Now, as Republicans ponder life without the reins of power, Ms. Cheney’s act of rebellion against the outgoing party leader has pointed the way forward for the wing of the GOP hoping to erase as much as it can of Mr. Trump and his policy positions.

“She represents one possible future for the party, a Reaganesque restoration where character matters most and there’s a platform based on principle rather than fealty to one person,” said Bruce Mehlman, a longtime Republican operative who served in the George W. Bush administration.

Whether Ms. Cheney has a political future at all, however, is the question back in her home state of Wyoming.

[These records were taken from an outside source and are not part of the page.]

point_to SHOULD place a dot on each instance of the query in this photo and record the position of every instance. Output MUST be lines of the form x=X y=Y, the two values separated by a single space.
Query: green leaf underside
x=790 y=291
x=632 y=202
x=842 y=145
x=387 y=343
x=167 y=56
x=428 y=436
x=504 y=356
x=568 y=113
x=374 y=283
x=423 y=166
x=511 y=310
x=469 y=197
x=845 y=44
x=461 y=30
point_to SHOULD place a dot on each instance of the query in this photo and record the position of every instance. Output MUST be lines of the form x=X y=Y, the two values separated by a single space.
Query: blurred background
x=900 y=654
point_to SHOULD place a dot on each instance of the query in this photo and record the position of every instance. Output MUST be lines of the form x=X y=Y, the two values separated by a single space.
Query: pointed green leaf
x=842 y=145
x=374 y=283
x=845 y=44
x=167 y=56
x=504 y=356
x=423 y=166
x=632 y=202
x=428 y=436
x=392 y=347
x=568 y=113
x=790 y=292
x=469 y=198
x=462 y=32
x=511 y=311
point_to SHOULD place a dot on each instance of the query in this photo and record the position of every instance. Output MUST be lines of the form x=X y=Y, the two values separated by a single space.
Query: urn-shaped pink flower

“I’ve gotten a lot of phone calls, more than you could count. I have not gotten one in support of what Liz Cheney did,” said Martin Kimmet, chairman of the Republican Party in Park County. “What she did was wrong. Period.”

He said the political nosedive is deep enough she might lose her seat in a GOP primary in 2022. “She couldn’t win a primary today for dog catcher,” Mr. Kimmet said.

It’s a stunning turnaround for a figure who just two months ago was labeled the future “face of the party” by Politico.

The backlash in Wyoming reflects continued support for Mr. Trump among Republican voters. An NBC News poll released Thursday showed only 8% of Republican voters supported impeachment, compared to 89% of Democrats and 45% of independents.

When Ms. Cheney’s exact criticism of Mr. Trump, with her accusation of “betrayal” of his oath of office, was put to the test by YouGov, another pollster, just 31% of those surveyed agreed with her and 62% disagreed, with 52% “strongly” disagreeing.

Among the broader public, though, Ms. Cheney’s view is the majority.

She was one of 10 Republicans to back impeachment. But it was her words that Democrats cited repeatedly as they sought to shame other GOP lawmakers into breaking with Mr. Trump.

“The president of the United States summoned this mob, assembled the mob, and lit the flame of this attack,” Ms. Cheney said in explaining her vote. “Everything that followed was his doing. None of this would have happened without the president.”

“Good for her for honoring her oath of office,” said House Speaker Nancy Pelosi, California Democrat. “Would that more Republicans would honor their oaths of office.”

Trump backers in Congress called on Ms. Cheney to resign her position as chair of the House Republican Conference.

Republican Reps. Andy Biggs of Arizona and Matt Rosendale of Montana are circulating a petition to force her out of the job, and a number of the Trump supporters with whom she’s clashed over the years are gunning for her ouster.

“It is extremely difficult for someone to be in a position of speaking for the conference with those thoughts,” said Rep. Lee Zeldin, New York Republican.

Ms. Cheney said she won’t quit.

“I’m not going anywhere. This is a vote of conscience. It’s one where there are different views in our conference. But our nation is facing an unprecedented — since the Civil War — constitutional crisis,” she told reporters at the Capitol.

Ms. Cheney had been viewed by political pros in Washington as a future leader of the House Republicans — and perhaps even the first Republican woman to become speaker.

When she turned down a clear path to claim Wyoming’s Senate seat in last year’s election, it was seen as a sign she, too, saw herself ascending the leadership ladder.

In the wake of her vote, she told the Wyoming press corps she expects to find plenty of unity with fellow Republicans in the future, once they’re all battling a Biden administration together.

“Once we get through this period, once we get through the inauguration, we will very much be focused on policy,” she said. “I’m laying out a positive agenda for the future, and it’ll be one that will allow us to get the majority back in two years. That’s what I’m focused on, and that’s what I look forward to our conference being able to accomplish.”

Her spokesman bristled when The Washington Times asked whether she was the new face of the Never Trump movement.